Pierwsze Zajęcia

1.2K 68 29
                                    

- Spokojnie, to tylko rozgrzewka - Taehyung spojrzał na Baekhyuna i Sunyi. - Dobrze, więc...

Mężczyzna wstał energicznie, a uczniowie podążyli za nim na parkiet z lustrami. Zostali ustawieni naprzeciwko sobie, przez co Sunyi poczuła się dość niekomfortowo. Myślała nad tym, czy cały ten program to nie jeden wielki żart, jaka w końcu była różnica w pracy z dziewczyną, a chłopakiem?

- Nie powinniśmy się na początku rozciągnąć? - spytała z lekkim przeczyszczeniem gardła, nie spoglądając w ogóle na chłopaka.

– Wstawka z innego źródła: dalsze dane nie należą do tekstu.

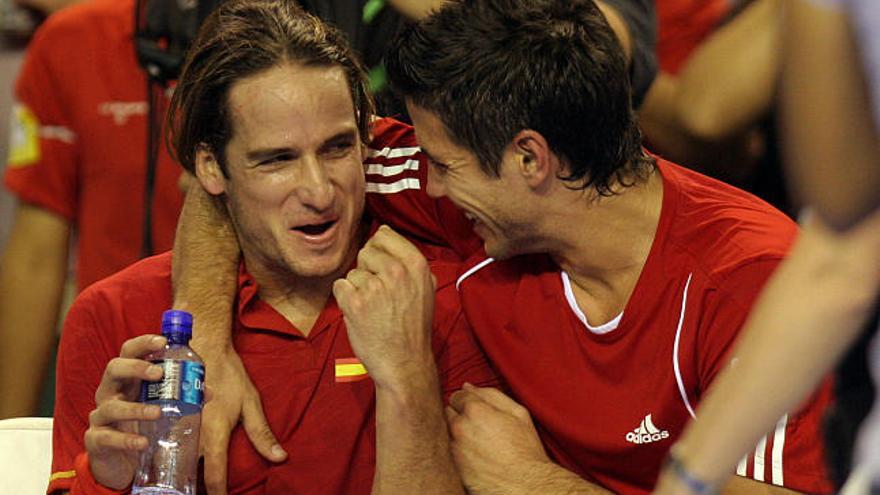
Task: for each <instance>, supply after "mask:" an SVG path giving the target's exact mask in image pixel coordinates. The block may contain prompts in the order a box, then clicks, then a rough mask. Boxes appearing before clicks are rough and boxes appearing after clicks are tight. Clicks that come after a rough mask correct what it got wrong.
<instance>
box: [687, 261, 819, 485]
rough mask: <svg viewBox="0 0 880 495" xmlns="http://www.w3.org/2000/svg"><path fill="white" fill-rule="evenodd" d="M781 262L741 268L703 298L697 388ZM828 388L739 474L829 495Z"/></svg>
mask: <svg viewBox="0 0 880 495" xmlns="http://www.w3.org/2000/svg"><path fill="white" fill-rule="evenodd" d="M780 261H781V260H780V259H778V258H774V259H764V260H760V261H753V262H750V263H748V264H746V265H744V266H741V267H739V268H737V269H735V270H733V271H732V272H731V274H730V275H729V276H728V277H726V278H724V279H723V280H720V281H717V283H718V287H721V288H722V289H718V290H716V291H714V293H713V294H711V295H710V296H708V297H707V304H706V306H705V312H704V314H703V317H702V318H701V320H702V321H701V323H700V330H699V331H698V337H697V338H698V341H697V342H696V348H697V351H696V353H695V354H696V360H697V363H698V371H697V373H698V381H699V385H698V390H699V391H701V392H702V391H705V390H706V389H707V388H708V387H709V386H710V384H711V383H712V381H713V380H714V379H715V377H716V376H717V375H718V374H719V373H720V372H721V371H722V370H723V369H724V367H726V366H727V365H728V363H729V362H730V356H729V352H730V351H731V350H732V347H733V345H734V343H735V340H736V337H737V335H738V334H739V331H740V330H741V328H742V326H743V324H744V323H745V320H746V318H747V316H748V313H749V311H750V309H751V308H752V306H753V305H754V302H755V299H756V298H757V297H758V295H759V294H760V292H761V289H762V288H763V287H764V285H765V284H766V282H767V280H768V279H769V277H770V275H772V273H773V272H774V271H775V270H776V268H777V266H778V265H779V263H780ZM831 386H832V384H831V381H830V380H826V381H825V382H824V383H823V384H822V385H821V386H820V388H819V390H818V391H817V392H816V393H815V394H814V395H813V397H811V398H810V399H809V400H808V401H806V402H805V403H804V404H803V406H802V407H801V409H799V410H798V411H797V412H795V413H793V414H789V415H786V416H784V417H783V418H781V419H780V420H779V422H778V423H777V426H776V428H775V429H774V430H773V431H770V432H768V434H767V435H766V436H765V437H763V438H762V439H761V440H760V441H759V443H758V445H756V446H755V450H754V451H753V452H751V453H749V454H748V455H746V456H745V457H744V458H743V459H742V460H741V461H740V463H739V465H738V466H737V474H738V475H740V476H744V477H748V478H752V479H755V480H757V481H762V482H765V483H772V484H774V485H779V486H784V487H786V488H789V489H791V490H795V491H798V492H803V493H832V492H833V486H832V484H831V481H830V478H829V476H828V471H827V468H826V466H825V461H824V459H825V453H824V444H823V441H822V417H823V415H824V413H825V411H826V409H827V408H828V406H829V405H830V403H831V399H832V389H831Z"/></svg>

- Panienko Ahn, najpierw należy zobaczyć waszą harmonię. - odpowiedział i podszedł do dziewczyny, delikatnie kierując jej głowę na chłopaka, który nie spuszczał jej z wzroku - To jak będziecie się rozumieć, przełoży się na wasz taniec. Musicie wytworzyć więź partnerską i nauczyć się, w jaki sposób porusza się wasz partner...

Dziewczyna spoglądała w spokojne oczy blondyna i słuchała nauczyciela. Musiała dać z siebie wszystko, w przeciwnym razie ojciec zabierze ją do innej szkoły. Ledwo zgodził się, żeby tutaj poszła, więc teraz musiała dawać 200% swoich umiejętności we wszystkim, co potrafiła, a jeśli nie potrafiła, to musiała się tego nauczyć.

- Bardzo prosto, zaczniemy od walca angielskiego. Nie bierzcie tego do siebie, bo przejdziemy do tańca nowoczesnego, ale właśnie takie najprostsze ćwiczenia to świetny start. - Taehyung uśmiechnął się i przygotował ich pozę.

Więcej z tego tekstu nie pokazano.